Los avatares de estos días llaman la atención hacia la vigencia de las libertades y la operación de los órganos que les brindan garantía. Son asuntos relevantes para la calidad de nuestra vida. De ahí la necesidad imperiosa de darles la atención que merecen cuando hay torbellinos que se ciernen sobre la democracia y ponen en vilo los derechos de los que disfrutamos, siempre comprometidos.
En artículos anteriores me ocupé del papel del Ejecutivo en el juego de la democracia, un juego que todos jugamos con gran riesgo para nuestras libertades. Di cuenta de las reflexiones formuladas en un reciente foro jurídico de la UNAM. Ahora mencionaré las preocupaciones recogidas en otro foro, reunido la semana pasada en la Universidad Complutense de Madrid con participación de juristas y juzgadores que analizaron a fondo la independencia judicial. Ésta, absolutamente necesaria e invariablemente asediada, preserva el Estado de Derecho, la democracia y las libertades. Hay que vigilar su permanencia y asegurar su ejercicio.
Tampoco en este foro se trató de elucubraciones de especialistas destinadas a colmar seminarios y bibliotecas. Hubo una inquietante coincidencia sobre el asedio que se pretende imponer a los tribunales. Ha ocurrido en todo tiempo y dondequiera. También aquí y ahora mismo. Asedio desde los otros poderes del Estado e igualmente desde poderes informales, que procuran capturar la voluntad de los juzgadores, quebrantar su autonomía y dominar sus decisiones.

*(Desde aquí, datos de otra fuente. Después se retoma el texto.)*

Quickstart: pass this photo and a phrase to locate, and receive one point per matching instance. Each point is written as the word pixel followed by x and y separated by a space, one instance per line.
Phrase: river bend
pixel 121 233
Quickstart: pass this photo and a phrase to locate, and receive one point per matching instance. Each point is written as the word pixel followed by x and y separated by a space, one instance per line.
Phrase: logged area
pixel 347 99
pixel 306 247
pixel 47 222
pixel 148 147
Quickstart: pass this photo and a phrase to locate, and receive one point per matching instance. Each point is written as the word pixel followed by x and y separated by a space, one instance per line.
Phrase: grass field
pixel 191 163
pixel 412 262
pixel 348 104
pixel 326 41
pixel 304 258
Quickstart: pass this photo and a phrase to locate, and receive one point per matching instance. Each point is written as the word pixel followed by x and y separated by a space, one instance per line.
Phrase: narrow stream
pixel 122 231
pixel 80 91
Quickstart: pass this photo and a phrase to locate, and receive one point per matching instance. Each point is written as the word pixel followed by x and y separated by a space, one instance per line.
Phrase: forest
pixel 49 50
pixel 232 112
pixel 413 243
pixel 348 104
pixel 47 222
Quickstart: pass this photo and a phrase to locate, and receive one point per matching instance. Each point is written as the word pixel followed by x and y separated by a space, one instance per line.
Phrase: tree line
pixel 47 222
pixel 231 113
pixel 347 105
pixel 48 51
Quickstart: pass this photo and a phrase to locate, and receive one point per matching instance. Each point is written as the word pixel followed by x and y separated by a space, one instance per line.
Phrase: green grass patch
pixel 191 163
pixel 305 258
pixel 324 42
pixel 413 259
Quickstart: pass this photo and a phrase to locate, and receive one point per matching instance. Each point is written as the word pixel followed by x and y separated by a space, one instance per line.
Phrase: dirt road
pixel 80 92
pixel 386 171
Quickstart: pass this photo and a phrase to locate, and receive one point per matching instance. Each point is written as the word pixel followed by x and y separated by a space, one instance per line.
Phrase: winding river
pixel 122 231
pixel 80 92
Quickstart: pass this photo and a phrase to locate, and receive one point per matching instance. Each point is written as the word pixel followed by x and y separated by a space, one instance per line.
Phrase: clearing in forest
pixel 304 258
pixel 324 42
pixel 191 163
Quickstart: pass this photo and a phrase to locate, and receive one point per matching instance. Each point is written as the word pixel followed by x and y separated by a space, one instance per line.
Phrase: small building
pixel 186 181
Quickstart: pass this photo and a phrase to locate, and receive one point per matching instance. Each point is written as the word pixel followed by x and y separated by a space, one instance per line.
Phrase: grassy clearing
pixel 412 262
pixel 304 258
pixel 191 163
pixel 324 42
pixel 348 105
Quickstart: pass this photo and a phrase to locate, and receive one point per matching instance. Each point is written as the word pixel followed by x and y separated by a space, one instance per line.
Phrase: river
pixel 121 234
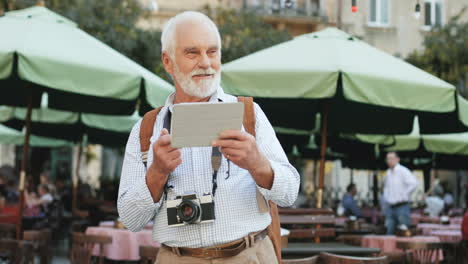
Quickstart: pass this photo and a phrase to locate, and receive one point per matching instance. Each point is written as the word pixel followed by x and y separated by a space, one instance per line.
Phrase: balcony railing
pixel 284 7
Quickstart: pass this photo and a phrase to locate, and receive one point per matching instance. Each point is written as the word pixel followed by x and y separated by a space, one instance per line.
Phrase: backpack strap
pixel 249 114
pixel 274 231
pixel 146 132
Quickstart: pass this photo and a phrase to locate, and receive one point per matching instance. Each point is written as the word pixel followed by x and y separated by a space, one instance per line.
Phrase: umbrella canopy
pixel 42 52
pixel 106 130
pixel 12 136
pixel 366 90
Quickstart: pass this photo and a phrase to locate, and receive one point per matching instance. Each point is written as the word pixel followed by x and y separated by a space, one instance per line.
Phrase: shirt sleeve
pixel 135 203
pixel 411 183
pixel 350 204
pixel 286 178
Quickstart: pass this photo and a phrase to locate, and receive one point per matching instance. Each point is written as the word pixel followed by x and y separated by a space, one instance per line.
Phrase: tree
pixel 446 53
pixel 114 22
pixel 244 33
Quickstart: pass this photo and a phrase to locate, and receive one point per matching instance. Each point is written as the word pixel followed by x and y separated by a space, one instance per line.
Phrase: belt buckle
pixel 176 251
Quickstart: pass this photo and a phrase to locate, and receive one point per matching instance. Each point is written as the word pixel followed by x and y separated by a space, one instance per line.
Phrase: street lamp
pixel 417 10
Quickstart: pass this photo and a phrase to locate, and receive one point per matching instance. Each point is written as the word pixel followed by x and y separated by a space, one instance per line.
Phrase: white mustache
pixel 201 71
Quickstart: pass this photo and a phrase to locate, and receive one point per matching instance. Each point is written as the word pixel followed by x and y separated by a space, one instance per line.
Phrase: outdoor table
pixel 360 231
pixel 111 224
pixel 427 228
pixel 306 219
pixel 309 249
pixel 418 218
pixel 125 244
pixel 451 236
pixel 8 214
pixel 456 220
pixel 387 243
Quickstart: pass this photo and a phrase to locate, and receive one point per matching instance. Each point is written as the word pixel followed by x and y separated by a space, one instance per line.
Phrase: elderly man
pixel 399 184
pixel 191 54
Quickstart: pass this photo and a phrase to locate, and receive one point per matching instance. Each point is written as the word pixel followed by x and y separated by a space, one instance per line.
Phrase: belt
pixel 398 204
pixel 220 251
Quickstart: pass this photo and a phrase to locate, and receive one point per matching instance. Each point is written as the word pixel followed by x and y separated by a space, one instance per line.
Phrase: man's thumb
pixel 164 132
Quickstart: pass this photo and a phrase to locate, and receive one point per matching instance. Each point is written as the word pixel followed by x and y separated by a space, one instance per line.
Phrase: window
pixel 432 13
pixel 379 12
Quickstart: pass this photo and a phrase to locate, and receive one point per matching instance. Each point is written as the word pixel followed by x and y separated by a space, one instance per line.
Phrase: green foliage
pixel 244 33
pixel 446 53
pixel 115 23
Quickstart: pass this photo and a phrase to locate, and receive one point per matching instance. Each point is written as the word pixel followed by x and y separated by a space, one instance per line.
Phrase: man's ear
pixel 168 63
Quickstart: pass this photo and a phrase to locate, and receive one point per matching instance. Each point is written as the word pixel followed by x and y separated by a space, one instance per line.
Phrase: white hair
pixel 168 33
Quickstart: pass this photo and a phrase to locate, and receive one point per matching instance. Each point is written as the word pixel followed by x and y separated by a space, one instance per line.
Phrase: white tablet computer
pixel 198 124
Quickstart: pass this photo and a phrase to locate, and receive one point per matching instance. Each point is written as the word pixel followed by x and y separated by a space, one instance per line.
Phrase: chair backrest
pixel 422 252
pixel 309 260
pixel 85 243
pixel 8 231
pixel 311 233
pixel 327 258
pixel 305 211
pixel 16 251
pixel 353 240
pixel 40 240
pixel 148 254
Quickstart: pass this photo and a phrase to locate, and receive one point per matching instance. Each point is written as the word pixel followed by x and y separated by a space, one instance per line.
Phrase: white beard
pixel 202 88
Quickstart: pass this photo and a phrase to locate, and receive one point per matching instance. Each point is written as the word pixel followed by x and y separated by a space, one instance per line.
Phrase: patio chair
pixel 40 241
pixel 422 252
pixel 353 240
pixel 16 251
pixel 8 231
pixel 309 260
pixel 148 254
pixel 327 258
pixel 83 244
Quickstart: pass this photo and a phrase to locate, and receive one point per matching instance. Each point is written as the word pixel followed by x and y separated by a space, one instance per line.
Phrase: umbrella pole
pixel 19 226
pixel 76 177
pixel 323 149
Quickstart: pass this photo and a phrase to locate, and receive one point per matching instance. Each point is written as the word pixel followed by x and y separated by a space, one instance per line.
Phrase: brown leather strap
pixel 249 114
pixel 273 229
pixel 221 251
pixel 146 131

Los jueces tienen a su cargo diversas funciones que integran la gran misión de la justicia contemporánea. Son factores del Estado de Derecho y actores de la división de poderes, garantía suprema de los derechos humanos. El principal deber del buen juez consiste en tutelar los derechos de los ciudadanos y mantener a raya los poderes desbordantes que pretenden operar en contra de aquéllos e inclinar la justicia al servicio de ambiciones autoritarias. El déspota, el aprendiz de tirano, el dictador en ciernes suele acosar a los magistrados que cumplen esta misión de justicia, esencial e irreductible. El déspota —el “príncipe” de Maquiavelo— se vale de todos los medios a su alcance para mellar la independencia judicial. La historia de ayer y la vida de ahora están colmadas de ejemplos. Los tenemos a la vista.
Hay un presupuesto de la independencia del juzgador: la “independencia interior basada en la libertad espiritual” (Stammler) del individuo. De ahí la enorme importancia que tiene la elección de los jueces, también acosada por los vientos encontrados de la política, los intereses variopintos y la ambición desbocada. La sociedad debe estar atenta a la designación de los jueces, se dijo con énfasis en el foro madrileño al que me referí. Es preciso evitar que en esas designaciones se “cuelen” las pasiones que siempre acechan, prontas a dar el zarpazo.
El presidente del Consejo Constitucional de Francia —un tribunal de altísimo rango— es designado por el presidente de la República. Años atrás tocó a Robert Badinter, exministro de justicia de François Mitterrand, ocupar la presidencia de aquel Consejo. Se le preguntó: ¿No es indebido que usted presida el Consejo Constitucional habiendo sido ministro de quien lo designó? ¿No se compromete su independencia? Badinter respondió de inmediato: No, porque a partir de mi investidura como magistrado cumpliré el primer deber de un juzgador: el deber de ingratitud con quien lo designó y de compromiso radical, total, absoluto, con la nación a la que sirve y con la justicia que imparte. Así son los jueces de la República. Así deben ser los nuestros.